De gemeente vordert vergoeding van buitengerechtelijke incassokosten. De gevorderde vergoeding voor buitengerechtelijke incassokosten zal worden toegewezen. De hoogte van het bedrag is in overeenstemming van het bepaalde in het Besluit vergoeding voor buitengerechtelijke incassokosten. Nu De gemeente stelt dat zij de BTW niet kan verrekenen heeft zij de buitengerechtelijke incassokosten terecht vermeerderd met BTW. De wettelijke rente over de incassokosten zal worden toegewezen vanaf 21 januari 2024. Dit is de datum waarop gedaagden konden antwoorden op de dagvaarding. Deze datum beschouwt de kantonrechter als datum van verzuim ten aanzien van de buitengerechtelijke incassokosten, omdat De gemeente eerst in de dagvaarding het bedrag van € 2.186,20 aan buitengerechtelijke incassokosten heeft genoemd.
4.7.
Gedaagden zijn in het ongelijk gesteld en moeten daarom de proceskosten (inclusief nakosten) betalen.

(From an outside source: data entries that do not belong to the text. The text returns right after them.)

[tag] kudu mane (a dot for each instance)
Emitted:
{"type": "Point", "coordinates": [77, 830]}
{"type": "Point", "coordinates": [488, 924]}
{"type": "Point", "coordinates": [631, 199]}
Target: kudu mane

De proceskosten van de gemeente worden begroot op:
- kosten van de dagvaarding € 276,29
- kosten beslagexploot € 245,03
- kadastrale inschrijving € 72,-
- overbetekening € 148,03
- griffierecht € 1.409,-
- salaris gemachtigde € 3.800,-
- nakosten
€ 135,-(plus de kosten van betekening)
Totaal € 6.085,35

5.De beslissing

De kantonrechter
5.1.
veroordeelt gedaagden hoofdelijk om aan de gemeente te betalen een bedrag van € 103.177,63, te vermeerderen met de wettelijke rente, met ingang van 12 januari 2024, tot de dag van volledige betaling,
5.2.
veroordeelt gedaagden hoofdelijk om aan de gemeente te betalen een bedrag van
€ 2.186,20, te vermeerderen met de wettelijke rente, met ingang van 21 januari 2024, tot de dag van volledige betaling,
5.3.
veroordeelt gedaagden hoofdelijk in de proceskosten van € 6.085,35, te betalen binnen veertien dagen na aanschrijving daartoe, te vermeerderen met de kosten van betekening als gedaagden niet tijdig aan de veroordelingen voldoen en het vonnis daarna wordt betekend,
5.4.
verklaart dit vonnis uitvoerbaar bij voorraad,
5.5.
wijst het meer of anders gevorderde af.
Dit vonnis is gewezen door mr. R.H.J. Otto en in het openbaar uitgesproken op 18 december 2024.